DATE 2009. 3.29 NO .



「――なぁ」

 ジタンは、「それ」を見下ろした。

「もう終わりか?」

「……っ、う あ……」

 戯れに壊す贋者共とは違い、それは血を流した。
 身体に沈めた足は、鼓膜の振動以上にそれの荒い息遣いを伝える。

「獣でもさ、生きるためには闘うだろ? 天敵に遭遇したら全力で逃げるし、逆に大きい相手に立ち向かう時だってある」

 けれど。

「まともに抵抗すらしないお前はさ、生きてるっていえるのか?」

 薄く開いた眼には確かに光があり、辛うじてジタンを捉えてはいる。

 けれど。

「……コスモスのお人形サマは大変だよなぁ」

 それは、何も言わない。
 贋者共とは違い血を流しても、贋者共と同じようにされるがままになっている。

 仲間達と同じように声高に叫ぶ事も、ない。
 ただ血に塗れる、だけ。

「今この世界で生きている――ただそれだけの事も、自分で証明出来ないのか」

 目の前に転がっているそれが、闘う力を持っていないわけではない。
 そう知っているからこそ、ジタンは苛立ちを覚えた。

「お前、死んでるのと同じだよ」

 足を戻し、それの傍にしゃがみ込む。
 これだけ近づいても、まだそれに反撃の兆しは見えない。

「そんな奴、世界に要らない――じゃあな」

 ジタンは盗賊刀をそれに向けて振り下ろした、はずだった。

「あ、れ……?」

 揺れた自分の声を遠くに聞く。
 切っ先は、それに触れるか否かのところで小刻みに震えていた。

「何…で……」

「…ぉまえには、りゆうが、いる…のか」

 ふいに、それが口を開いた。

「きおくが…つみ、かさなって…いまが、ある」

 ジタンは刃を突きつけたまま、その唇の動きから目を離せずにいた。

「めには、みえなくても」

 それがジタンの手を掴み、

「どこかに、かならず…っ」

 己の身体から切っ先を退ける。
 笑いたくなるくらい弱々しいその力に、だがジタンはまるで抗えなかった。

 それの手が、今度は頬に触れた。
 血に濡れた指先が滑り、朱の道を残す。

「おれは、まだ……」

 そしてジタンの胸元にそっと触れ、

「……そこにいるんだ、な――――」

 ぱたりと、落ちた。






 動かなくなったそれはやがて、白い光に包まれて、消える。

「……」

 あとには血だまりだけが残った。
 ゆっくりと、冷たい地面に染み込んでいく。

「オレは、カオスに喚ばれた者として」

 そして瞼裏には、魂を失くした器の最期の表情が描き出されていく。
 それは何故か心を軋ませる、笑顔の――

「ここで生きてる。

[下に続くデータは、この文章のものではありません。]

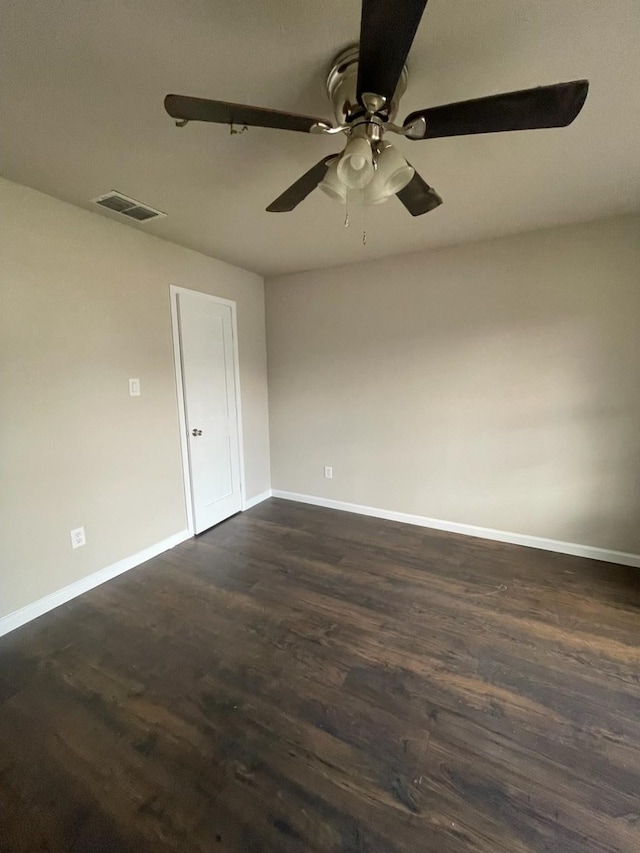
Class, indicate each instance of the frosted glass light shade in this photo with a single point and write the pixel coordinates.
(331, 184)
(355, 167)
(392, 174)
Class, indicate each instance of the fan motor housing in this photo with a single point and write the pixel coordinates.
(342, 87)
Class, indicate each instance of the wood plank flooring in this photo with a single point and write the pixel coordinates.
(299, 679)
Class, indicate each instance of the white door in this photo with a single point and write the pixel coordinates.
(209, 386)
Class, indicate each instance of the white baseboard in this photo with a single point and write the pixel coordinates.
(257, 499)
(43, 605)
(556, 545)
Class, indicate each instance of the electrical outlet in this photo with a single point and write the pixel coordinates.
(78, 539)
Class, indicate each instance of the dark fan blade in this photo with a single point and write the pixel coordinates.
(297, 192)
(387, 28)
(545, 106)
(418, 197)
(201, 109)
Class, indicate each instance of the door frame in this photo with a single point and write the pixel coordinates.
(174, 292)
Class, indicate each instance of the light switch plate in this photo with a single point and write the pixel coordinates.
(78, 538)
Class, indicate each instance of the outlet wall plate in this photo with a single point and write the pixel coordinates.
(78, 538)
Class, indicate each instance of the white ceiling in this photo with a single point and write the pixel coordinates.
(82, 85)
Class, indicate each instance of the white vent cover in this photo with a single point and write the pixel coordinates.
(126, 206)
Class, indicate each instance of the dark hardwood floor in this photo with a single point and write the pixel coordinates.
(300, 679)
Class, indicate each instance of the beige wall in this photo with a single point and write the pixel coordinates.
(495, 384)
(85, 306)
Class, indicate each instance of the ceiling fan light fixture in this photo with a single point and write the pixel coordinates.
(392, 174)
(355, 167)
(332, 186)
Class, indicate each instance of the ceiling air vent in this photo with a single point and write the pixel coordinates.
(128, 206)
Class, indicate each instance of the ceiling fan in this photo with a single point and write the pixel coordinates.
(365, 85)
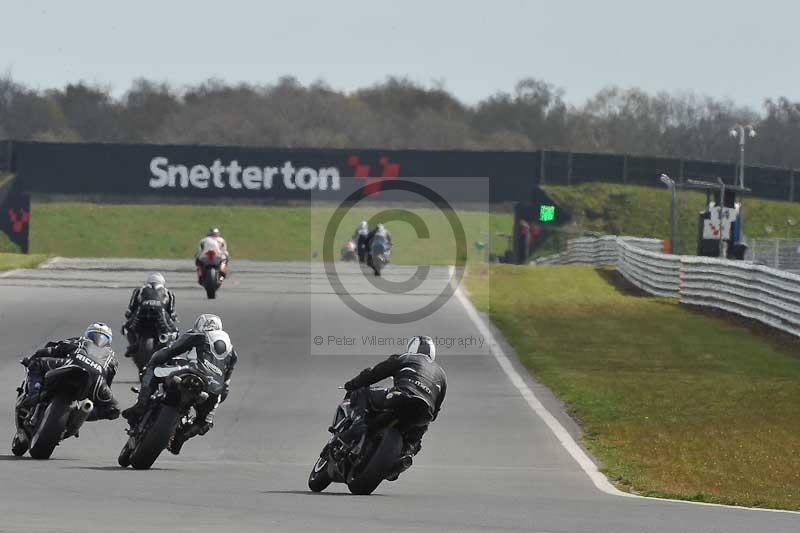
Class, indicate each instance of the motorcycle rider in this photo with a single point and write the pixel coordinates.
(208, 346)
(154, 290)
(420, 385)
(96, 344)
(212, 241)
(380, 232)
(360, 239)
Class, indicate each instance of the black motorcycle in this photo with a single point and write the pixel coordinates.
(182, 387)
(152, 329)
(363, 460)
(379, 254)
(62, 407)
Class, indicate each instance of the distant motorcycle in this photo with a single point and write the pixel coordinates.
(152, 329)
(372, 458)
(213, 269)
(62, 408)
(379, 253)
(349, 251)
(182, 387)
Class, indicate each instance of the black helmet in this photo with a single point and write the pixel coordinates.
(99, 333)
(422, 344)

誰に否定されようとも、ここで…!!」



 頬に残った朱を拭う。

「どうせまた帰ってくるんだろ……次は間違いなく縫いつけてやるからな」

 盗賊刀を手に、ジタンは立ち上がった。







≪あとがき≫
 四個目、ジタン=トライバル。「9」クリアおめでとう。
 今度は回避しませんでした死にネタです。お祝い? 何それおいしいの?
 このサイトのDFFは異説だらけですが……うんまぁこれも闘いの輪廻って事で……
 クジャ化は全力で回避…した…はず……

 迷ったらバッツ、なこの10題(!)ですが、敢えて全部平仮名にしてみましたどうですか某M氏! がんばったらスコールにも見えませんか!